Positioning systems for underground tunnel environments

In the last years the world has witnessed a remarkable change in the computing concept by entering the mobile era. Incredibly powerful smartphones have proliferated at stunning pace and tablet computers are capable of running demanding applications and meet new business requirements. Being wireless, localization has become crucial not only to serve individuals but also help companies in industrial and safety processes. In the context of the Radiation Protection group at CERN, automatic localization, besides allowing to find people, would help improving the radiation surveys performed regularly along the accelerator tunnels. The research presented in this thesis attempts to answer questions relatively to the viability of localization in a harsh conditions tunnel: “Is localization in a very long tunnel possible, meeting its restrictions and without incurring prohibitive costs and infrastructure?”, “Can one achieve meter-level accuracy with GSM deployed over leaky-feeder?”, “Is it possible to prototype a localization system without a team of hardware engineers?”. To help answering those questions, in the first place, a comprehensive characterization of the power profile in the LHC tunnel was performed for both GSM and WLAN networks, which were transmitted over leaky-feeder cable.
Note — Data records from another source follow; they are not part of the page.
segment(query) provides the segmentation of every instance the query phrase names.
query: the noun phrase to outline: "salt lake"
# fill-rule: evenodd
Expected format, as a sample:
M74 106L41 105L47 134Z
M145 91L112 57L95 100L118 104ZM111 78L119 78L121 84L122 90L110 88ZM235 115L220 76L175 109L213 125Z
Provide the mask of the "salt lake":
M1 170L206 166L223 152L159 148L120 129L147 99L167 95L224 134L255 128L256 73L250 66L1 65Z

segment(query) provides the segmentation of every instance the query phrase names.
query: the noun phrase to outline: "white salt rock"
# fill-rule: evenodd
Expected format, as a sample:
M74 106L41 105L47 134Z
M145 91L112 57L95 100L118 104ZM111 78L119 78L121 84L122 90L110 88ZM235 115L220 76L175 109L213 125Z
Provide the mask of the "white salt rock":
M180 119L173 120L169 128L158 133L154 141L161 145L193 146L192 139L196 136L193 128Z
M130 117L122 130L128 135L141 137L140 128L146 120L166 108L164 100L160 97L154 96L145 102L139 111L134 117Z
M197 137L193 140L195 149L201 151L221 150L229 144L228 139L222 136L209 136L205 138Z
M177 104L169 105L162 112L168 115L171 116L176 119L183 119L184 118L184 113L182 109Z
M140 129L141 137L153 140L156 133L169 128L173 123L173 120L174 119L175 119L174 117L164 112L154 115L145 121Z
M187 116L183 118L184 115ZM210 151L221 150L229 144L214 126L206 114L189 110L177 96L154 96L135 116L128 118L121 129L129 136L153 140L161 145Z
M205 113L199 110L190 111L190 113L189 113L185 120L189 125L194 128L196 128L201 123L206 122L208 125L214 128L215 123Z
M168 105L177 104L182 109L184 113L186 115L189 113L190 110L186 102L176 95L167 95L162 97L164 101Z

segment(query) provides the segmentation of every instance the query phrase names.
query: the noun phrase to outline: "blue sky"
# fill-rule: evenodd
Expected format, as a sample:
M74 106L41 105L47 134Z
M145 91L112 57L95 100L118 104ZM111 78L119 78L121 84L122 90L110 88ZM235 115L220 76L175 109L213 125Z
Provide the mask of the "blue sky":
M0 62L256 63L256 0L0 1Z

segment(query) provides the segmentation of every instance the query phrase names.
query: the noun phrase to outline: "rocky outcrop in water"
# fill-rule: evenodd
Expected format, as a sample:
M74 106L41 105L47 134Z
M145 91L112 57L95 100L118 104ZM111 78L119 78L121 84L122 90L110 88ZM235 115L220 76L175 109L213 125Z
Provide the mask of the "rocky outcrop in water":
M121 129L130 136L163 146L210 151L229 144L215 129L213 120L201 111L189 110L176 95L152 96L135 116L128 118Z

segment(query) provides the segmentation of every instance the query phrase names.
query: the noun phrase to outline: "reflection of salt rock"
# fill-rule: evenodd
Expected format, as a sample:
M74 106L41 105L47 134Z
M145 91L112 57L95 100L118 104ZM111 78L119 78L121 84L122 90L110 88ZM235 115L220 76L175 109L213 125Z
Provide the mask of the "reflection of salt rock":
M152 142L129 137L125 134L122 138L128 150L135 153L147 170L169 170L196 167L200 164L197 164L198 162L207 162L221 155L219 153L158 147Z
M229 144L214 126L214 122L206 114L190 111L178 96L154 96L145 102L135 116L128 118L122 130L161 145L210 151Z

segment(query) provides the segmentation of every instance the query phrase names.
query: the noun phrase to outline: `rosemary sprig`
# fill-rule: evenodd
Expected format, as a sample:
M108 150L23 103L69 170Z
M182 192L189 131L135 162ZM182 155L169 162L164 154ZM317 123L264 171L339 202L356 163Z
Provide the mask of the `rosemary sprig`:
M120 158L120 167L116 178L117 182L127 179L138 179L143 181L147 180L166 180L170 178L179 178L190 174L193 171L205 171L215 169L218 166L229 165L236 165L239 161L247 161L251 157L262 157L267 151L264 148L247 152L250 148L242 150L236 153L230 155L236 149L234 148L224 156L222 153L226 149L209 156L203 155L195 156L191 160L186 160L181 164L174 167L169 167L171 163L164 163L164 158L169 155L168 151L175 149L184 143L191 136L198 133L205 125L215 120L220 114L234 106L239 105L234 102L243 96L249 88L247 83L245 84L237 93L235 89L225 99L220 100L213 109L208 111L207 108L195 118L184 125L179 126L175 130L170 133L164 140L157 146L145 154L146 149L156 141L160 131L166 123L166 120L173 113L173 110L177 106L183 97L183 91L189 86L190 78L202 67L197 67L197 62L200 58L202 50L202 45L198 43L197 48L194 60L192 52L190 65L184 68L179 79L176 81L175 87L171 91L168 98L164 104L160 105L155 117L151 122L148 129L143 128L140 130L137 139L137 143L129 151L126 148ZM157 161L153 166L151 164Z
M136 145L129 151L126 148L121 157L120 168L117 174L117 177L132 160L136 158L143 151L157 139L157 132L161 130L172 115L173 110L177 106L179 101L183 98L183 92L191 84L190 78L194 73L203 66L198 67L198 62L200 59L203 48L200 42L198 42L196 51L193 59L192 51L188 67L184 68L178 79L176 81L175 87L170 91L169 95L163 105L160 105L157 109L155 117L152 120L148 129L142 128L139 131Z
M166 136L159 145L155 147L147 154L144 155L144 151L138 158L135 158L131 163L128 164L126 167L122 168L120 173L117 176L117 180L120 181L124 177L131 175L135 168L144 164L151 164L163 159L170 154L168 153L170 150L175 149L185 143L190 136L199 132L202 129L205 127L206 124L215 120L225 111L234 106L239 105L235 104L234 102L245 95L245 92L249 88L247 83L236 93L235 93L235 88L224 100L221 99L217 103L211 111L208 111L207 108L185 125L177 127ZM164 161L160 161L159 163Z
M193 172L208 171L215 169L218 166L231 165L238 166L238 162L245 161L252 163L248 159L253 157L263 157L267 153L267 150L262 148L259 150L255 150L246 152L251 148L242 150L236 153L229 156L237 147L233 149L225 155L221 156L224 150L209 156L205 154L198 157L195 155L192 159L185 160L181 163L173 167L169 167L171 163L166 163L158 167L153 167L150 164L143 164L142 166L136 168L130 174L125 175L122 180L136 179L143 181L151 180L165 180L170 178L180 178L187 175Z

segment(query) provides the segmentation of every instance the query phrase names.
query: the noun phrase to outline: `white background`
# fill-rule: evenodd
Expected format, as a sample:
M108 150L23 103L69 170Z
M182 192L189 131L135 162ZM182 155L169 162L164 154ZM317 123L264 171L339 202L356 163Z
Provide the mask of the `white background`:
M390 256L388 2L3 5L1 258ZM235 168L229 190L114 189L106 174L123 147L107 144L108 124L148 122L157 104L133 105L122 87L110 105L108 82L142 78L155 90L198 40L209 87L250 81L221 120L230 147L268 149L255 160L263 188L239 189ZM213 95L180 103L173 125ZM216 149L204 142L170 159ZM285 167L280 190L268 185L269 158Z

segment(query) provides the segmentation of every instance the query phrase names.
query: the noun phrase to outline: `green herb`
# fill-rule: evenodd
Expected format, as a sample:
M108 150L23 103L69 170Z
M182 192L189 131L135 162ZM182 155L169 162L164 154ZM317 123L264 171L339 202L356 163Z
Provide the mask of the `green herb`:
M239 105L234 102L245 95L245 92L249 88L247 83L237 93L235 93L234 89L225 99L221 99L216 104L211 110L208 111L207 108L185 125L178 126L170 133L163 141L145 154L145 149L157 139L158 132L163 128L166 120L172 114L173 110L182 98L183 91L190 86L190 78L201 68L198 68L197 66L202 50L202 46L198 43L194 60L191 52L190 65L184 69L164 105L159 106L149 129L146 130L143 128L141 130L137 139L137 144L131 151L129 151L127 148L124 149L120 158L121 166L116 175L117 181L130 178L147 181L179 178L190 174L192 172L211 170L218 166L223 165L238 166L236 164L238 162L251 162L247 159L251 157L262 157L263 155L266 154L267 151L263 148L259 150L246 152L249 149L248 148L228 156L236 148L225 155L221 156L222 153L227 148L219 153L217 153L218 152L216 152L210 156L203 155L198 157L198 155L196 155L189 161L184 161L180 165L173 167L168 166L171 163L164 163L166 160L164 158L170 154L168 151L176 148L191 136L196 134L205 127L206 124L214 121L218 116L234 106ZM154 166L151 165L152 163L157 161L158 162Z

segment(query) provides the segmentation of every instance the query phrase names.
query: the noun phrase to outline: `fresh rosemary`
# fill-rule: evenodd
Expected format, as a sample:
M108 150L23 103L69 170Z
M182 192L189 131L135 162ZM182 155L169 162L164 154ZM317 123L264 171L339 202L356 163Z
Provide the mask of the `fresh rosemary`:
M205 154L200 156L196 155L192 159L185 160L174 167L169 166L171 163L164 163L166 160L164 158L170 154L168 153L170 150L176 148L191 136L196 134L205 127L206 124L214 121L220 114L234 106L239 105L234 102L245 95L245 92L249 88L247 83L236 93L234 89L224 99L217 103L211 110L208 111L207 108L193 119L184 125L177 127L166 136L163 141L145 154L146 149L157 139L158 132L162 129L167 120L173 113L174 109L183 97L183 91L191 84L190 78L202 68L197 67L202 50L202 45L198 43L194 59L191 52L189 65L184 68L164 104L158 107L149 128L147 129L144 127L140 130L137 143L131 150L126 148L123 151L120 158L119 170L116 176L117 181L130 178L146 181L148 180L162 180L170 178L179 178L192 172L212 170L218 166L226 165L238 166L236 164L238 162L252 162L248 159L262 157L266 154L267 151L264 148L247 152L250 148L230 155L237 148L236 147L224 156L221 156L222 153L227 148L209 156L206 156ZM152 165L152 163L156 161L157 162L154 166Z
Subsequently, several RSSI fingerprinting methods were explored. During the characterization of the power profile, it was noticeable that GSM suffered low attenuation as it propagated in the leaky feeder, at the same time it exhibited significant changes in a short scale and among measurement sessions. Such findings motivated the research of new variants of KNN better suited for leaky-feeder, as well as fusion techniques taking WLAN network in addition. It was found that, even though KNN variants could bring interesting improvements, up to 27%, much more significant gains were attained when considering signals from the WLAN as they exhibited higher attenuation, enabling for 30 meters accuracy in 91% of the cases. To further improve accuracy to the envisaged levels, time-of-flight techniques in narrowband were investigated. A complementary positioning system based on phase delay and aided by synchronization units is proposed and several tests are implemented using Software Defined Radio. Despite the limitations of SDR in achieving phase stability, a method following a round-trip design was shown to correctly stabilize and precisely detect small displacements.